Hyemi tersenyum kecil, lalu kembali memejamkan matanya sejenak, jari-jarinya tampak saling meremas satu sama lain. Ia gugup, dan masih merasa risih karena secara tiba-tiba seseorang telah berhasil menyentuh benaknya. Dan ia mulai berpikir lagi. Entah kenapa secara tiba-tiba batinnya mengatakan jika seseorang-yang-entah-siapa yang telah menyentuh dapat benaknya dengan mudah tersebut telah mengetahui yang dirinya yang ‘sebenarnya’, namun dari manakah orang itu mengetahuinya? Karena selama 22 tahun ia hidup di dunia ini, ia tidak pernah mengungkapkan rahasia besarnya yang pada siapapun, termasuk Jieun, suaminya, dan juga beberapa sahabat dekatnya. Sangat kecil kemungkinannya jika orang itu mengetahuinya setelah menggunakan cara hipnotis untuk mengetahui segalanya, karena sebetulnya Hyemi memiliki ‘cara tersendiri’ agar pikirannya tidak mudah untuk dimasuki atau dikuasai oleh orang lain.

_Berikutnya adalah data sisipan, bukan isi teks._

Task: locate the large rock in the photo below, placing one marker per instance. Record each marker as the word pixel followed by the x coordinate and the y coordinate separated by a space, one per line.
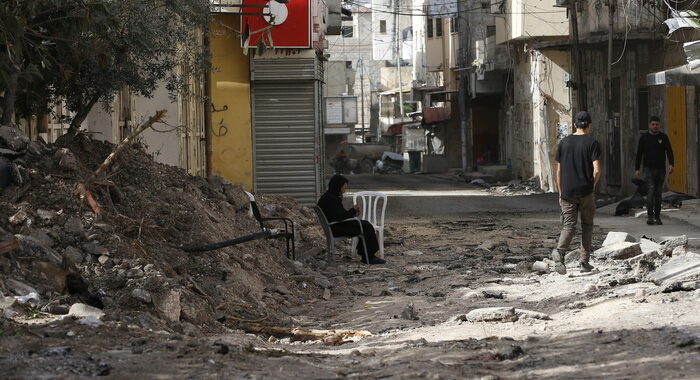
pixel 502 314
pixel 619 251
pixel 617 237
pixel 37 248
pixel 13 138
pixel 679 268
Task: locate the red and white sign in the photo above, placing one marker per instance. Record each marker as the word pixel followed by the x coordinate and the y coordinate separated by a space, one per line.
pixel 279 25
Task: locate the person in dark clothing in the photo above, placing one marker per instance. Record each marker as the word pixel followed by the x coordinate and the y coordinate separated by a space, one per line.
pixel 653 149
pixel 331 203
pixel 578 170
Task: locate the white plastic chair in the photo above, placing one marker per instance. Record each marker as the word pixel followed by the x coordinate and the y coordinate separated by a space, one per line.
pixel 373 209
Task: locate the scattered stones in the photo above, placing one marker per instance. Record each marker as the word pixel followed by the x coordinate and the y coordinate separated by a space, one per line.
pixel 409 312
pixel 13 138
pixel 73 226
pixel 168 305
pixel 18 218
pixel 679 268
pixel 617 237
pixel 81 310
pixel 141 295
pixel 618 251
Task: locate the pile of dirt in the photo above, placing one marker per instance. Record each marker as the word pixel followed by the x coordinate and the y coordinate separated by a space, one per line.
pixel 125 260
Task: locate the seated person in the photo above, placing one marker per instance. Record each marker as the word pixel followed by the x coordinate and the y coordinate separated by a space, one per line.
pixel 331 203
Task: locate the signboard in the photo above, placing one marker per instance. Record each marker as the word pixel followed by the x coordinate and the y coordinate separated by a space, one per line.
pixel 341 110
pixel 442 8
pixel 279 25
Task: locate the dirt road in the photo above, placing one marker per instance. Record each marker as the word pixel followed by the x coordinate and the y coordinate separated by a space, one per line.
pixel 449 252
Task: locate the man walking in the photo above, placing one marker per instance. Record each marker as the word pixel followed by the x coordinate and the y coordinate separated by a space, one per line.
pixel 578 170
pixel 654 147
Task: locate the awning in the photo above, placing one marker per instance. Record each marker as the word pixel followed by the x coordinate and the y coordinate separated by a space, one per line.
pixel 686 75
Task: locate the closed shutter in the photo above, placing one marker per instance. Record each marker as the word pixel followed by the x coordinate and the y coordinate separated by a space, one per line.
pixel 286 129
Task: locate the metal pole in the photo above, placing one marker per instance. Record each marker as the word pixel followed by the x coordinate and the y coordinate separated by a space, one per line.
pixel 398 56
pixel 463 84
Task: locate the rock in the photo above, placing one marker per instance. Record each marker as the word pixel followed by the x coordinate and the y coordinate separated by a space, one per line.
pixel 18 218
pixel 141 295
pixel 19 288
pixel 322 282
pixel 168 305
pixel 73 256
pixel 492 314
pixel 7 302
pixel 81 310
pixel 509 352
pixel 487 245
pixel 679 268
pixel 619 251
pixel 671 243
pixel 36 248
pixel 409 312
pixel 73 226
pixel 649 245
pixel 13 138
pixel 617 237
pixel 649 256
pixel 540 267
pixel 67 160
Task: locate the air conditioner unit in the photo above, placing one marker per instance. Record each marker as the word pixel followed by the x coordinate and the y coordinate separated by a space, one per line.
pixel 497 6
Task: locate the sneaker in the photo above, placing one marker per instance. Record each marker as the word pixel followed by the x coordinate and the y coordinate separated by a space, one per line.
pixel 559 265
pixel 585 267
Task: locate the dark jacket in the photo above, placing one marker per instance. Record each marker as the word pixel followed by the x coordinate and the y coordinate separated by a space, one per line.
pixel 331 202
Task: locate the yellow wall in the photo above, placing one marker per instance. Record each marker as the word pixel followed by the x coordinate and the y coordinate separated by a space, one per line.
pixel 232 143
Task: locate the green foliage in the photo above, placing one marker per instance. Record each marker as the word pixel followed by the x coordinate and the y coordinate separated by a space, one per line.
pixel 84 51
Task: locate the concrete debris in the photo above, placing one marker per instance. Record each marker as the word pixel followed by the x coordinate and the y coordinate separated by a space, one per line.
pixel 168 305
pixel 671 243
pixel 502 314
pixel 678 268
pixel 18 218
pixel 618 251
pixel 141 295
pixel 409 312
pixel 618 237
pixel 13 138
pixel 81 310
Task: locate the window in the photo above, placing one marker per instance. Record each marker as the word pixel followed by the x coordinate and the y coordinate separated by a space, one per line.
pixel 490 30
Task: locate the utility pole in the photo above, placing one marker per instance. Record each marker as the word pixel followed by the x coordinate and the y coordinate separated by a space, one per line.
pixel 464 125
pixel 397 31
pixel 578 79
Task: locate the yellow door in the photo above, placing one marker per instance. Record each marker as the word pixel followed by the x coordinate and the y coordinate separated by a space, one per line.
pixel 676 119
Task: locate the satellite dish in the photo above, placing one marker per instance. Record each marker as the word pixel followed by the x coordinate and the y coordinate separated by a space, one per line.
pixel 276 13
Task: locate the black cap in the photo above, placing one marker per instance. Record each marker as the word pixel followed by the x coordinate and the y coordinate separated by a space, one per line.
pixel 582 119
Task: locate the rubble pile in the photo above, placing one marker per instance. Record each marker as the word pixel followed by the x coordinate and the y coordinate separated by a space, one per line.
pixel 57 252
pixel 520 187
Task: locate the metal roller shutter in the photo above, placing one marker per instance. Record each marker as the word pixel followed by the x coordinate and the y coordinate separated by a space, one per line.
pixel 286 130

Hyemi menggelengkan kepalanya, mencoba mengusir semua argumen gila yang telah tersusun dalam otaknya, kemudian mengambil kesimpulan tersendiri jika itu hanya perasaannya saja, tidak lebih.
“Park Hyemi, bukankah pikiranmu telah terisolasi dari jangkauan tangan siapapun? Bukankah kamu telah menggunakan ‘caramu’ agar tidak ada yang menembusnya? Jadi … positive thinking! Itu hanya sebuah kebetulan saja.” ucap Hyemi menyugesti dirinya sendiri untuk berpikir positif, sebelum argumen di otaknya semakin menggila.
“Hyemi ya, syukurlah Kyu Oppa dan Oppa akan datang ke sini, maafkan aku … sekali lagi, aku mohon maafkan aku, karena aku sudah teledor menjagamu.” Jieun berkata dengan nada penyesalan yang begitu ketara dan kepala yang ditundukkan dalam-dalam. Ia merasa sangat menyesal karena keteledoran, kecuekannya juga ketidakpeduliannya terhadap ‘penyakit’ lama Hyemi. Iatahu kalau sahabatnya tersebut tidak tahan dengan udara dingin, namun dirinya malah memaksa Hyemi untuk menemaninnya jalan-jalan di sekitar komplek tanpa makan sesuap nasi pun sejak mereka berangkat. Ia sangat-sangat menyesal, apalagi setelah Kyuhyun menelepon atas dasar suruhan Oppa-nya dan menanyakan di mana Hyemi, jadi terpaksa iamenceritakan keadaan Hyemi yang sempat pingsan selama beberapa saat pada Kyuhyun, hingga akhirnya kedua pria tersebut memutuskan untuk datang ke tempat mereka berada saking mengkhawatirkan Hyemi.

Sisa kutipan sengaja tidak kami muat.